France
04/04/2018 21:09

Echarpe

Brasserie sur esplanade à Bègles. Terrasse en plein vent. J'ai une écharpe autour du cou, elle est faite de bandes de laine: du bleu, du rouge, du jaune, de l'ocre. J'écris, je lis, il fait un peu froid. Pas normal au printemps. Et cette grand gigue qui me sourit, tend les mains, se saisit de l'écharpe.

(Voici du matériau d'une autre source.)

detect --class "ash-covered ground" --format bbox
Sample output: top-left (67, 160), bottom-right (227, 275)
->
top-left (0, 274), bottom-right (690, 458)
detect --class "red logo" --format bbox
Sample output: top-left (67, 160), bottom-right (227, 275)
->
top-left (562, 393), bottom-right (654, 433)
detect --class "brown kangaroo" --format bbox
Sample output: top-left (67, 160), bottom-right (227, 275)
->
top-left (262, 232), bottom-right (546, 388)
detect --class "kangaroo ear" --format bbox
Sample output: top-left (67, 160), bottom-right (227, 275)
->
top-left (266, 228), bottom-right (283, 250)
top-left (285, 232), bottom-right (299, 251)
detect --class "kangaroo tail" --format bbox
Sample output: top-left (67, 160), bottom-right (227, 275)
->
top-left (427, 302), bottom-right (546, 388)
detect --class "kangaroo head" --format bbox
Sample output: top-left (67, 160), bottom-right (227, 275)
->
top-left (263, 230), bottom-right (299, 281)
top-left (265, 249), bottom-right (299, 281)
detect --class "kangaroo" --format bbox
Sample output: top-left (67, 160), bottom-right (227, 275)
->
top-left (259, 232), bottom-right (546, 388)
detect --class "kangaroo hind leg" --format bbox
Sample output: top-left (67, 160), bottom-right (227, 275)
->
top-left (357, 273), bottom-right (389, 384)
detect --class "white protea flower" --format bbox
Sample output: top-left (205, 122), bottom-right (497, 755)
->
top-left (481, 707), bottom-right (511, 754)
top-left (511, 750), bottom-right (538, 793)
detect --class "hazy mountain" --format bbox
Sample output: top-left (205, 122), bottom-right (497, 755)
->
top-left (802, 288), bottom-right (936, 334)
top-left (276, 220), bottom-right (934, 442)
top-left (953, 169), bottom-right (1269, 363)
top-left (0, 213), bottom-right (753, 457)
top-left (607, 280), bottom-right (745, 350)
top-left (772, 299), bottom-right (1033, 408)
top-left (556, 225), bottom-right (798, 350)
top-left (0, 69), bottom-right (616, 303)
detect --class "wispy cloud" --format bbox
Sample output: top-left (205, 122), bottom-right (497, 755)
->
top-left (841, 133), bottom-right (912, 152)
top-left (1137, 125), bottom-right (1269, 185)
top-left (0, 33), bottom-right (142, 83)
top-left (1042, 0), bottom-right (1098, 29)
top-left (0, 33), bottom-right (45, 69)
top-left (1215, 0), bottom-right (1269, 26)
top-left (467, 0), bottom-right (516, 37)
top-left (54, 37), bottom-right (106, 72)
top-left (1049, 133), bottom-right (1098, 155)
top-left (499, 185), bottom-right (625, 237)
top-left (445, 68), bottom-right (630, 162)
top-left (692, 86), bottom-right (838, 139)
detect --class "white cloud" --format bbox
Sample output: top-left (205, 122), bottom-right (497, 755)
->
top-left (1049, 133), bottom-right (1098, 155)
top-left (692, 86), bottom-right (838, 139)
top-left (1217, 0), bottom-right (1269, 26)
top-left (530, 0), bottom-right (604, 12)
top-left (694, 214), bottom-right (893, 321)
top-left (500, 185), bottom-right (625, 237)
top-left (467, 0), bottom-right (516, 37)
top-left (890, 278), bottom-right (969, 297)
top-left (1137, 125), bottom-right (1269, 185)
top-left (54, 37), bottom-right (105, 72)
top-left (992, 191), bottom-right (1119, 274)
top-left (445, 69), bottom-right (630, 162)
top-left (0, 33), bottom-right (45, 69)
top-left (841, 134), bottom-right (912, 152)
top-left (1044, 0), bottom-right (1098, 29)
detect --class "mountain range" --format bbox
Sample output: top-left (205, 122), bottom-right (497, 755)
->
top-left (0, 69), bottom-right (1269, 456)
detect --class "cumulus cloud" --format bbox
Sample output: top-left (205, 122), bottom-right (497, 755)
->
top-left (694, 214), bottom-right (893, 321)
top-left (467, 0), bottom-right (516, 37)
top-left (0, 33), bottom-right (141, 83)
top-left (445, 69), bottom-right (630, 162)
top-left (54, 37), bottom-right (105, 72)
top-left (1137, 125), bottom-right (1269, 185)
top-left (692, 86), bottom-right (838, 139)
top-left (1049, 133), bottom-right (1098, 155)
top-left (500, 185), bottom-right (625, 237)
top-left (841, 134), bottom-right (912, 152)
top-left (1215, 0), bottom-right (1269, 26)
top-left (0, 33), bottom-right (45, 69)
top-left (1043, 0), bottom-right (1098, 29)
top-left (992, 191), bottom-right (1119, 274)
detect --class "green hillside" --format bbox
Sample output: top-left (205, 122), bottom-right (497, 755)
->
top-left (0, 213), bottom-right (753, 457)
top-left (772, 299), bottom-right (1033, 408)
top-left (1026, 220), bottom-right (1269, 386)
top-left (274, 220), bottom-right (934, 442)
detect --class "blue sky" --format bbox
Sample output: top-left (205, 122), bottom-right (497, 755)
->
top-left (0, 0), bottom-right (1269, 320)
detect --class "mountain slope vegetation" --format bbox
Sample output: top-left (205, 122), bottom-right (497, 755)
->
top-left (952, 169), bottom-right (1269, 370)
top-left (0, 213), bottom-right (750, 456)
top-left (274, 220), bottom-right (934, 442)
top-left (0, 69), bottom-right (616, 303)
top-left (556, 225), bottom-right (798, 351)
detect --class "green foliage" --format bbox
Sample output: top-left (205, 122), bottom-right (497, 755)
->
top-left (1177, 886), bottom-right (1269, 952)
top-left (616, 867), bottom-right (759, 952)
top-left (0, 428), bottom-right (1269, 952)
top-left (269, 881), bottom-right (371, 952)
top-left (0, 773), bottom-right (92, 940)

Elle aurait pu s'asseoir, me parler d'elle, de moi, me raconter un truc, peu importe quoi. Mais, elle tenait pas en place, lançait des regards perfides à l'intérieur de la brasserie, attendait quelque chose, quelqu'un. "Il va venir", je lui affirme. Elle réplique "je n'attends personne, sinon le temps". Je souris, "c'est si dérisoire, le temps".

"Ça sent bon", qu'elle dit avant d'enfouir le visage dans l'écharpe. Et voilà qu'elle pleure, se mouche, affirme "vous ne pouvez pas la garder: vous me la donnez, ma morve est contagieuse et votre temps de mourir n'est pas venu." "Contagieuse de quoi", je demande.

Les yeux de la grande gigue flamboient; du bleu, ils passent au rouge, puis au jaune et enfin à l'ocre. L'écharpe s'envole au vent. L'espace d'un instant, elle flotte. La grande gigue court, essaie de la rattraper et voilà que l'une et l'autre s'effacent.

Ouf, je respire. Plus rien ne m'enserre le cou. J'étais peut-être en train de crever.